THE PREMISE OF THIS ARTICLE BY GLENN KESSLER from tomorrow’s Washington Post just seems wrong to me. The article says that the U.S. has squandered the flood of support that it received from other countries after 9/11.

But let’s be honest here. What support?

We got a lot of sympathy, leavened with a certain amount of schadenfreude. And we got a couple of German AWACS. But when it came time to actually deliver support, as opposed to talk, what did we get? Not much. We got nontrivial numbers of British and Canadian (and Australian) troops for Afghanistan, and trivial numbers of troops from elsewhere. We got a lot of carping and warnings of quagmires. But not much where the rubber meets the road.

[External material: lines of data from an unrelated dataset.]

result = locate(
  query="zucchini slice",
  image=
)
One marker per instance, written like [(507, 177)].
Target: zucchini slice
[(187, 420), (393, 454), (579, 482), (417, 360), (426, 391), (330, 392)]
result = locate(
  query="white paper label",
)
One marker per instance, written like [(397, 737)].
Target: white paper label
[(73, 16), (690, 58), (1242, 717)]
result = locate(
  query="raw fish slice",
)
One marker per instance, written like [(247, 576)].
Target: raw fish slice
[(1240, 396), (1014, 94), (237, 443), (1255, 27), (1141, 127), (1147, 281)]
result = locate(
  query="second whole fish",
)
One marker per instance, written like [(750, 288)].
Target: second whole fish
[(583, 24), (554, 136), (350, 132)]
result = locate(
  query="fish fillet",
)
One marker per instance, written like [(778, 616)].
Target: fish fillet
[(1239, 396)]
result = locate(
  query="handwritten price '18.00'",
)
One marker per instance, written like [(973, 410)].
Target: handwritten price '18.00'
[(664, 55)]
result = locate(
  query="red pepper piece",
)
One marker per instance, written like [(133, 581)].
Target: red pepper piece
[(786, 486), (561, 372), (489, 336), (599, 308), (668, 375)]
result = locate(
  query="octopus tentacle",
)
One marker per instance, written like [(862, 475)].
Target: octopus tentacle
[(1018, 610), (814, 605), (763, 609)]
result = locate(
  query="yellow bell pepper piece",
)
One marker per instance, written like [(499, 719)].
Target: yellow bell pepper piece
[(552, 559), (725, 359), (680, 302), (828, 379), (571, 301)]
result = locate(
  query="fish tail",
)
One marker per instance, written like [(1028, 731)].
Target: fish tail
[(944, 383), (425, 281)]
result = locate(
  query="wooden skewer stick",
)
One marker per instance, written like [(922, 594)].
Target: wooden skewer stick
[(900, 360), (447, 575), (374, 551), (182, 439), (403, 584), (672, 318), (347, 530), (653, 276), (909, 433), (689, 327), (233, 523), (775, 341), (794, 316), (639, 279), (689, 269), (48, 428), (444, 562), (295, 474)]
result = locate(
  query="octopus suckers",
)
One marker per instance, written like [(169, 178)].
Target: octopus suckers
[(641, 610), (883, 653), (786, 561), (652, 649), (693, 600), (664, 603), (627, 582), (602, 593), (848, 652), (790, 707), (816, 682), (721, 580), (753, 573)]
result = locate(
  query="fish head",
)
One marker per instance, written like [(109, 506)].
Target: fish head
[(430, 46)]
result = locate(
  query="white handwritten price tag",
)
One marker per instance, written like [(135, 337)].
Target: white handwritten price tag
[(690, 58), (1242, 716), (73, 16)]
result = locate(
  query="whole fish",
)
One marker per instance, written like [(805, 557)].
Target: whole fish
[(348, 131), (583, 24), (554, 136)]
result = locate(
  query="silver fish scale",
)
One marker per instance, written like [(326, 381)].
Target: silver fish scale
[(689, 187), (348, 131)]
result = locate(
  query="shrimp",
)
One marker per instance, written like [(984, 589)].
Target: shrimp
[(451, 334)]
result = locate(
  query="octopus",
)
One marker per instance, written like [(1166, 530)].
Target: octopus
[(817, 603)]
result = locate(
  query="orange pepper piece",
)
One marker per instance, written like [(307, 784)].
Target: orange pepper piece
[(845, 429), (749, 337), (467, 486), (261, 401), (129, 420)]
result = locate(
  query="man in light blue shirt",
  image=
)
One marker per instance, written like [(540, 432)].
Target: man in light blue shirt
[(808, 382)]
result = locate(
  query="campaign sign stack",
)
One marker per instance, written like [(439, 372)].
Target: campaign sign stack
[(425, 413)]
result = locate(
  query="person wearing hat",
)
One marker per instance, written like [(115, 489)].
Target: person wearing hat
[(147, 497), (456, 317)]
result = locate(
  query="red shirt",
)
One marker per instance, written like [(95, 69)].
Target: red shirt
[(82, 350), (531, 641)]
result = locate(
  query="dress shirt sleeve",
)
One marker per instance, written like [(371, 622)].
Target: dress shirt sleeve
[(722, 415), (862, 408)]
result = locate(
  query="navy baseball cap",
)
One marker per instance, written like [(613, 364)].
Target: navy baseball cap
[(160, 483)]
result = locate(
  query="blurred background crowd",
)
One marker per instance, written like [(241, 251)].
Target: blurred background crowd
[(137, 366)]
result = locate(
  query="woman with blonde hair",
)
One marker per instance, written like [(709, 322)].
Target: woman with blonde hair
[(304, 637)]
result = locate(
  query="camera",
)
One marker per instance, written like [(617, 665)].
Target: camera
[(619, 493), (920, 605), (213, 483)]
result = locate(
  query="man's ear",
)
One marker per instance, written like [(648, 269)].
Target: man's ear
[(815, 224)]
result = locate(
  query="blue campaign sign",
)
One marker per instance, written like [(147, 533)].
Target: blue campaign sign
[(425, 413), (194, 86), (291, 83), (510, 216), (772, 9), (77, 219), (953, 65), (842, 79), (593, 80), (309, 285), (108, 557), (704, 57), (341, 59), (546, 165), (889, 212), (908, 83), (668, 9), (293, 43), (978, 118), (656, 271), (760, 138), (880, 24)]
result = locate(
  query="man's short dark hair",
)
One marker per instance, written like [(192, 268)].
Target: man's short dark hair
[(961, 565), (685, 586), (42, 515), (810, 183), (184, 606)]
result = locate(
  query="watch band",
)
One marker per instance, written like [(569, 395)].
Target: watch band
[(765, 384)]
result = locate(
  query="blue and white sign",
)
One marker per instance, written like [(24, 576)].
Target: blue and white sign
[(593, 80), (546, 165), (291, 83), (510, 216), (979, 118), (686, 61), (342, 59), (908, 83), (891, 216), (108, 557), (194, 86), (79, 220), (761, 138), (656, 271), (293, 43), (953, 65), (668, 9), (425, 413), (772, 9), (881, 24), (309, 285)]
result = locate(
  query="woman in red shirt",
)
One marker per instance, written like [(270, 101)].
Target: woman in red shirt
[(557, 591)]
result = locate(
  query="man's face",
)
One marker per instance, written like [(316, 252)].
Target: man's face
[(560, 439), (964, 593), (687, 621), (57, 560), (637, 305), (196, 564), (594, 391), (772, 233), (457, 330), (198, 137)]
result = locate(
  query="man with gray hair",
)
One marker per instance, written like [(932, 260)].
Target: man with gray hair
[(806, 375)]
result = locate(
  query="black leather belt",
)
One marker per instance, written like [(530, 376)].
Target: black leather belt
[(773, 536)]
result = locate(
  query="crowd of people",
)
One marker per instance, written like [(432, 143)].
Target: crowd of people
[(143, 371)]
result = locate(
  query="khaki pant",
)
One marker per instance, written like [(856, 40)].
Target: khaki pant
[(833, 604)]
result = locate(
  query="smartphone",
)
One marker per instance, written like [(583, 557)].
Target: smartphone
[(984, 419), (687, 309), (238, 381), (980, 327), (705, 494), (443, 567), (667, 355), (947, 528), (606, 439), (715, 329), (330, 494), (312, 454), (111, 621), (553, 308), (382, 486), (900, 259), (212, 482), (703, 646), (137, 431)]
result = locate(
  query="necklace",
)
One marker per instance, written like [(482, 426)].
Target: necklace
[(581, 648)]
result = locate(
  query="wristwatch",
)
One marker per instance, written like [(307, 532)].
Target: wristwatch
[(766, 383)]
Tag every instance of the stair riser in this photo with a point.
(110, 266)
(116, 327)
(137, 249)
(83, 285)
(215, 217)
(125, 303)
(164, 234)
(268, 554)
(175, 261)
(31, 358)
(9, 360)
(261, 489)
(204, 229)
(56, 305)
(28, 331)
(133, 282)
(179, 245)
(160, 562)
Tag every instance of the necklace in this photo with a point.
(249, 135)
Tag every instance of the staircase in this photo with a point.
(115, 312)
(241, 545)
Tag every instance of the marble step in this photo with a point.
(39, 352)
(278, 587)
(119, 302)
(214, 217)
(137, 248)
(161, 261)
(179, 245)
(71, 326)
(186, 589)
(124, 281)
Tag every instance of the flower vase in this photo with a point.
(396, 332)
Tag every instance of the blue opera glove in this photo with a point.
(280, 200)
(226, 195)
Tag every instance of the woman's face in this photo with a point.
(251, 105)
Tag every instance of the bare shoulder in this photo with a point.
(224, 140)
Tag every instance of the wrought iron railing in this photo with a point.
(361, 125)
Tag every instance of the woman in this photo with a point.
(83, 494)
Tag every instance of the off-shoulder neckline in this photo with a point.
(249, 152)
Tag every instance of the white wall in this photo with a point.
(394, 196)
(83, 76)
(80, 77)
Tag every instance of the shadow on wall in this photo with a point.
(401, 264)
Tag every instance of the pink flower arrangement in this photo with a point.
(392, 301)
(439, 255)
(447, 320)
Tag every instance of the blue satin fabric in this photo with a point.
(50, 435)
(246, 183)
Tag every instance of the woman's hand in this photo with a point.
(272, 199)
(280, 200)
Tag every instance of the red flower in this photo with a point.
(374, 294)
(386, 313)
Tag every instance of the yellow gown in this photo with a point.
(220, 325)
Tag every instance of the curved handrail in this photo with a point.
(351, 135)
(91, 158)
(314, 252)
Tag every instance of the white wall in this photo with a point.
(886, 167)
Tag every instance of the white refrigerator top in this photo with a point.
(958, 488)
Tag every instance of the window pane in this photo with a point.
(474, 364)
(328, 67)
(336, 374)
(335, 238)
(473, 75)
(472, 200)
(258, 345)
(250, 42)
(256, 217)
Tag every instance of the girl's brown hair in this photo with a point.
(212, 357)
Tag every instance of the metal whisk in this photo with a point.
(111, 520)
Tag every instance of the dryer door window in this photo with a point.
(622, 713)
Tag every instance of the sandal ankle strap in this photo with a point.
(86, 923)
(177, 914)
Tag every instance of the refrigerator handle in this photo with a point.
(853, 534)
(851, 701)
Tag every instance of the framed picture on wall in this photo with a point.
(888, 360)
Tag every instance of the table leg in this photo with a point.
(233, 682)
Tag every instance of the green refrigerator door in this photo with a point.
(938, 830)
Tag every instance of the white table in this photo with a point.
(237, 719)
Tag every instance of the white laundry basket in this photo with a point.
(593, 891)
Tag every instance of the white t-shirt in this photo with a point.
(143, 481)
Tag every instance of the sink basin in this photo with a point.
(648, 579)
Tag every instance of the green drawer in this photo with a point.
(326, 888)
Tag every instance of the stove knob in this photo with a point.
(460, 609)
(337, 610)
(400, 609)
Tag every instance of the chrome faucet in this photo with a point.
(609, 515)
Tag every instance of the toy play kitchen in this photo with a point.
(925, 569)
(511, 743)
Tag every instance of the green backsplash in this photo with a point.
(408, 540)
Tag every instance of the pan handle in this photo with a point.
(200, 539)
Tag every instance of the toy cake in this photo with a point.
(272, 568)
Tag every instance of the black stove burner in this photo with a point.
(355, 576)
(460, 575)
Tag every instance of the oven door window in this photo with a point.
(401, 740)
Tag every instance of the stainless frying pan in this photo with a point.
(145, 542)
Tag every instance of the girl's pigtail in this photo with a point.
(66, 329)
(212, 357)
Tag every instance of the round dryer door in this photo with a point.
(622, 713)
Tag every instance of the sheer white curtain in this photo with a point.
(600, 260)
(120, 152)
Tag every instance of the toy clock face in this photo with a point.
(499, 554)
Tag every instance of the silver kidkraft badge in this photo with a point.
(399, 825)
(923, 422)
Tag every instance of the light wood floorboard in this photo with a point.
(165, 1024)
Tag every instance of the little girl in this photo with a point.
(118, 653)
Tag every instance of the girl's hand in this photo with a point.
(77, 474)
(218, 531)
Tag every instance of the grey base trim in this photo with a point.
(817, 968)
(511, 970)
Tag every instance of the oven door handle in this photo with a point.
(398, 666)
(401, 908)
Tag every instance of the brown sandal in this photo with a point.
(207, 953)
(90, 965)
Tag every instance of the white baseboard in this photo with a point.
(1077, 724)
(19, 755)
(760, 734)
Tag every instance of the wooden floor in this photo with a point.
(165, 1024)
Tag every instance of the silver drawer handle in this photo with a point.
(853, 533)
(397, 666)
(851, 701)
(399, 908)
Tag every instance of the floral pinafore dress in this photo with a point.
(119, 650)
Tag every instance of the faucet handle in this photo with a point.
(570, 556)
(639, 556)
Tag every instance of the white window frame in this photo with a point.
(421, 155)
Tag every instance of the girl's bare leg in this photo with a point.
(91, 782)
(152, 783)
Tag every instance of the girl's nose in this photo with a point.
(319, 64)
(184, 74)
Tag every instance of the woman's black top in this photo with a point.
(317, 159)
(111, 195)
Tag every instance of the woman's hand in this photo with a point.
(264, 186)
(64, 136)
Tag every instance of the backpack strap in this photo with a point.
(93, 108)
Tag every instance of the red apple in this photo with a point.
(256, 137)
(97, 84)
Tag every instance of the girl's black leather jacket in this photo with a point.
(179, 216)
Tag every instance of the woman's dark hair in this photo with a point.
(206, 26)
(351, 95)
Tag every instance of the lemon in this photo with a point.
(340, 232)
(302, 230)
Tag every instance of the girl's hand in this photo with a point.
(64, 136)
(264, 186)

And that’s why Bush doesn’t “give a shit what the Europeans think.” Which makes stories like Kessler’s a bit, well, beside the point.

UPDATE: Donald Sensing has some thoughts on this, too. And here are some words of wisdom from a surprising source.

ANOTHER UPDATE: Correction — I’m informed that they were NATO AWACS, not German, which is correct, of course. Follow the link for a cool picture of one over Niagara falls.

YET ANOTHER UPDATE: Steven Chapman has this to say about Bush’s remark:

I don’t blame him. The day the sheepdog consults the sheep over ways to combat the wolf will be a sorry day indeed.

Chapman also thinks that the Britain/Europe distinction is important.